“Hay que vivir con intensidad y
leer con frecuencia para escribir con pasión”. Y es como si hubiera matado a
alguien y hubiera ocultado su cuerpo en el patio de mi casa. Es como si ese
pedazo de tierra donde yace un difundo inquieto palpitara intentando que lo
hallen. Me siento culpable, cochino. Siento un cargo de conciencia que corroe
mi mente, mi alma, me mantiene en vilo. Me siento culpable de un crimen que he
cometido sin escrúpulos, sin aspavientos. Tengo una sangre fría para enfriar
otras cosas, otras personas. Siento que no lo he matado bien, que he dejado
muchas huellas, muchas evidencias tontas que me van a delatar, que van
declararme como culpable. Y es que tengo enterrado, en el patio de mi casa,
decorado con mayólicas blancas, a un joven con aspiraciones a escritor. Este
muchacho de prosa moderada ha sido víctima del desdén, del olvido. Y él,
como terco y aguerrido joven de sueños renuentes, se resistió al anonimato y
prefirió encontrar la muerte que vivir
en el olvido. El criminal, con su poca experiencia ha intentado eliminar al
aspirante a escritor con un golpe en la cabeza, con un mazazo en el cráneo. El
golpe no fue tan violento como lo había imaginado, pero bastó para desplomar al
adversario y liquidar sus aspiraciones. Por su falta de experiencia, no ha
sabido distinguir si aún sigue con vida o no, no sabe si está respirando o
liberando algunos gases propios de los muertos. Como esas dudas no lo matan a
él, ha decidido enterrarlo así como está, muerto o dormido. Ha cavado un hueco
no tan hondo (las fuerzas no le alcanzan). Lo ha arrastrado hasta el lugar que
lo acogerá por la eternidad y ha intentado acomodarlo en aquella tumba
improvisada. Ha demorado bastante en ingresar su cuerpo en ese hoyo mal hecho.
Está ubicado de una forma poco ortodoxa pero al fin y al cabo ubicado dentro de
su guarida. Ha intentado devolver toda la tierra que sacó para abrigar de esta
manera el cadáver incómodo de un joven soñador. Ha emparejado el llano de su
patio y ha revestido de manera chúcara con mayólicas escogidas con muy bien
gusto todo el contorno de su víctima. A penas terminada su labor, ha ofrecido
una pequeña oración con los ojos cerrados, los cuales cada fin de estrofa abría
para revisar que todo siguiera en su sitio. El muerto por su parte, ha dejado
un par de memorias escritas, las cuales se encuentran extraviadas en papeles,
en la web, en el tiempo.

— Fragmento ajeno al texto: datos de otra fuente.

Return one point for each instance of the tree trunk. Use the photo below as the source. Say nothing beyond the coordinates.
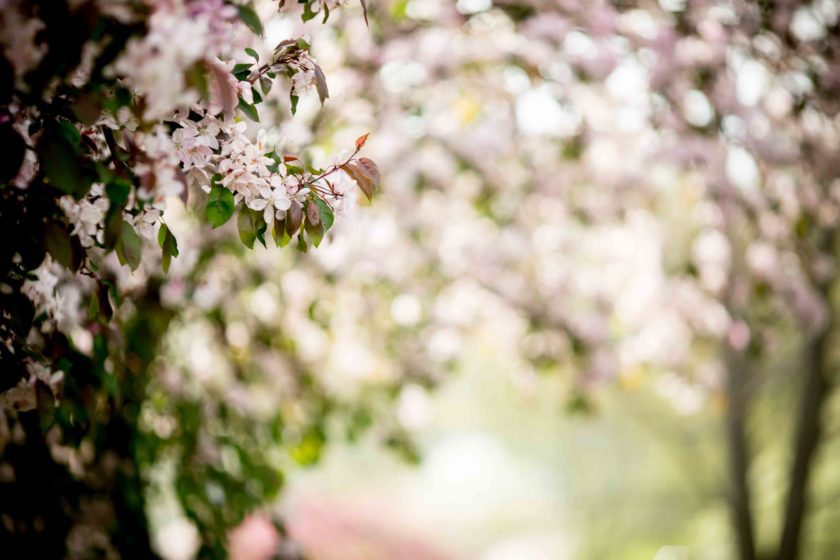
(739, 460)
(807, 439)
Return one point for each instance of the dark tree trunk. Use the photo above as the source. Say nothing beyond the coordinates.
(739, 457)
(806, 441)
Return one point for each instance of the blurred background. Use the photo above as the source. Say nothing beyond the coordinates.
(582, 314)
(589, 316)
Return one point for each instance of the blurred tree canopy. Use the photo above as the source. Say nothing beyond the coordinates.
(607, 191)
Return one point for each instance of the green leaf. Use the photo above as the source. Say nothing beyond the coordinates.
(197, 78)
(327, 215)
(61, 246)
(265, 85)
(129, 247)
(45, 402)
(250, 18)
(321, 84)
(301, 246)
(247, 227)
(249, 110)
(113, 226)
(220, 205)
(281, 236)
(169, 247)
(62, 164)
(242, 71)
(117, 190)
(307, 12)
(313, 226)
(294, 169)
(14, 150)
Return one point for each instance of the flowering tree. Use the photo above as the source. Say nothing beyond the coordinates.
(108, 110)
(617, 191)
(549, 147)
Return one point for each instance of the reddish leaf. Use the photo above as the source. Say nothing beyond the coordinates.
(364, 9)
(360, 141)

Y es precisamente, por la falta de memorias, que ha
sido sorprendido por la muerte, aquella a la que le dedicó algunas líneas.

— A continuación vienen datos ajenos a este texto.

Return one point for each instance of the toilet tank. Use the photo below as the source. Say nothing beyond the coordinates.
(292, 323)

Entonces lo ha dejado, ha dejado al el cadáver en el hoyo y se ha ido. Lo ha
olvidado con premura, intentando ocultar también su condición de sicario. El
joven agraviado ha despertado de su letargo y ha salido con cierta facilidad de
aquel cementerio improvisado y se ha encontrado con la cocina en su camino. Ha cogido
una fruta y se la ha llevado a la boca. Como todavía es de noche, y él no sabe
qué hora es, sale con delicadeza de aquella casa que lo ha acogido
temporalmente. Ha llegado a su casa, no se ha bañado. Hace tiempo no le pasaba
algo tan jocoso. Se ha tomado el tiempo para servirse un café. Ha encontrado su
vieja computadora y se ha puesto a escribir. Lo hace como antes, con un cariño
misterioso, sin saber por qué. No ha muerto, pero siente como si hubiera
resucitado, revivido. Como si hubiera regresado del más allá. – Hay otras maneras de morir – piensa mientras
le da otro sorbo al café que ya está frio. Yo, el criminal sin sueldo, el
asesino mediocre, he decidido enterarme de la verdad de las cosas mediante este
relato, arrepentido de mis actos pecaminosos y avergonzado por ser tan
ineficiente. Felizmente el escritor aparentemente no es tan rencoroso, y a la
fecha no ha denunciado el intento nefasto de acabar con él. Su única venganza
ha sido relatarlo, minimizando el acto y burlándose de torpeza.